Box jellyfish – the most venomous marine creature
Jellyfish in general are famous for their ability to sting, but not all jellyfish have stings strong enough to hurt humans; in fact, visit Palau in the Pacific Ocean and you can swim in an ocean filled with jellyfish without getting stung once. However, some jellyfish are venomous, and none are more so than some species of box jellyfish. With each tentacle containing 5,000 stinging cells and venom that attacks the heart and nervous system and can kill a human, box jellyfish are certainly a species to avoid. However, jellyfish don’t intentionally go for humans; the sting and venom are meant for prey, and immobilise them before they have a chance to struggle and try and escape, which would ultimately end up damaging one the jellyfish’s delicate tentacles.
Mimic octopus – King of camouflage
Hiding from predators and prey is always beneficial and camouflage is a popular method, with many sea creatures adopting the strategy.
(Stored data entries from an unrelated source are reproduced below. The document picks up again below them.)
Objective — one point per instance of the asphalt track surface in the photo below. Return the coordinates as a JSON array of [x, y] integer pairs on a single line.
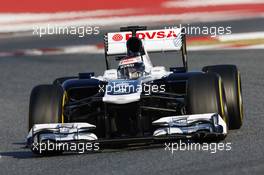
[[19, 75]]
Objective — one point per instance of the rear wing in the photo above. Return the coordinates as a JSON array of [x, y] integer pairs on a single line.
[[163, 40]]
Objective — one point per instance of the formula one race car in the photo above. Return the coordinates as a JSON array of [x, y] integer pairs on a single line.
[[138, 102]]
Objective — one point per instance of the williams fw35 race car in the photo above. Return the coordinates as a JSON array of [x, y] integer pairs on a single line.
[[136, 102]]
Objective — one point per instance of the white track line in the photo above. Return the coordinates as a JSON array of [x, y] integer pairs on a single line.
[[203, 3]]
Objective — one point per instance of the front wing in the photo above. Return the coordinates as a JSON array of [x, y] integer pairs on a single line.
[[209, 125]]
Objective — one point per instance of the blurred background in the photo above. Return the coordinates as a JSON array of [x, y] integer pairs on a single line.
[[237, 23]]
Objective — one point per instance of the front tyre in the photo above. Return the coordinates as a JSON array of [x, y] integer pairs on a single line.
[[205, 94]]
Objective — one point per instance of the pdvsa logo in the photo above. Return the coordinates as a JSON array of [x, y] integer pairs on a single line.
[[117, 37], [153, 35]]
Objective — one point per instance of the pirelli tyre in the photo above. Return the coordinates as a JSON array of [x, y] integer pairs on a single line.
[[205, 94], [232, 85], [46, 104]]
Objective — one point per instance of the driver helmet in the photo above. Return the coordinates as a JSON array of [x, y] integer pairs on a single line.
[[131, 68]]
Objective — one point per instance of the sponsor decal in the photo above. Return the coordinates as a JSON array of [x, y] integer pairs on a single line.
[[117, 37], [153, 34], [130, 61]]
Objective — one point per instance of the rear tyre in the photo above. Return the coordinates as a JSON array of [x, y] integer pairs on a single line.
[[45, 106], [232, 86], [205, 95]]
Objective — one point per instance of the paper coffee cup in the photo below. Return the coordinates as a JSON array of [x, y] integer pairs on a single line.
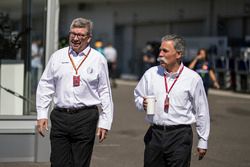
[[151, 105]]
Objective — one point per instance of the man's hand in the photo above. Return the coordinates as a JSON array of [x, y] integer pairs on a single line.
[[42, 125], [102, 134], [201, 153]]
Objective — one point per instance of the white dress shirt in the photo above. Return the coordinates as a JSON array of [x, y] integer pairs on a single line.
[[187, 100], [56, 84]]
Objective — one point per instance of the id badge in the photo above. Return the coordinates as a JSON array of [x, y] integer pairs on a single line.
[[76, 80], [166, 104]]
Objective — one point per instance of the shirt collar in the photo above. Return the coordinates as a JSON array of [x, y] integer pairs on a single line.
[[82, 53], [173, 74]]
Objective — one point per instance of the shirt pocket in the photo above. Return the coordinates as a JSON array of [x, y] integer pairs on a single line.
[[91, 77], [179, 99]]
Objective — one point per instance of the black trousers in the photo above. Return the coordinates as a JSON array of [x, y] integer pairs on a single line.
[[72, 137], [168, 147]]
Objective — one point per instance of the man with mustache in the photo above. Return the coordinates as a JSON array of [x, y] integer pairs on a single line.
[[180, 101], [76, 79]]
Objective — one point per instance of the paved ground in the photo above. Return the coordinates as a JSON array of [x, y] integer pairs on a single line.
[[229, 142]]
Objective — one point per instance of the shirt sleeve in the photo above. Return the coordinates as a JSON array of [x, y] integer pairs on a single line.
[[140, 92], [104, 90], [45, 91], [202, 115]]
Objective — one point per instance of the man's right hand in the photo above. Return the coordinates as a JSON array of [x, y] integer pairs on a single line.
[[42, 125]]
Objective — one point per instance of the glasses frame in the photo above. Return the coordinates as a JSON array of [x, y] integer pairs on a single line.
[[78, 35]]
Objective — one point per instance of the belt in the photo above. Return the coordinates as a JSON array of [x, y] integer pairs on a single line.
[[75, 110], [169, 127]]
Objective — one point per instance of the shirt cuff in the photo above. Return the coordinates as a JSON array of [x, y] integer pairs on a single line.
[[42, 115], [202, 144], [104, 125]]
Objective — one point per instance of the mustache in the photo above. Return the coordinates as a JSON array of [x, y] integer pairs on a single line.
[[162, 59]]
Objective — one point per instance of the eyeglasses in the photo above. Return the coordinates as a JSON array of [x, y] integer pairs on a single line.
[[78, 35]]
But, few better than the mimic octopus, which can change its colour to suit the environment it is in. It is certainly not the only colour changing species – other octopuses and cuttlefish do as well – but the mimic octopus has another trick up its sleeve as it can change shape, and take on the appearance of other species. Taking on the appearance of your prey or yours preys dinner is massively beneficial, as you can wait for your dinner to come to you.
Clownfish – Living in harmony with other species
Clownfish, the beautiful orange and white tropical fish made famous by Finding Nemo, live in an anemone, but have you ever wondered why? The answer is mutually beneficial symbiosis, and it is not uncommon in the animal kingdom. What that means is that both the clownfish and the anemone benefit from the close association and are dependent on each other for survival. Most fish can’t call anemones home because they are unable to suffer the sting, but clownfish have an extra thick layer of mucus to protect them. But, what’s the benefit to that? Well, the anemone offers the clownfish protection against predators, and likewise the clownfish scares off fish that would otherwise predate on the anemone. Clownfish also provide a cleaning service, and their waste nutrients for the anemone.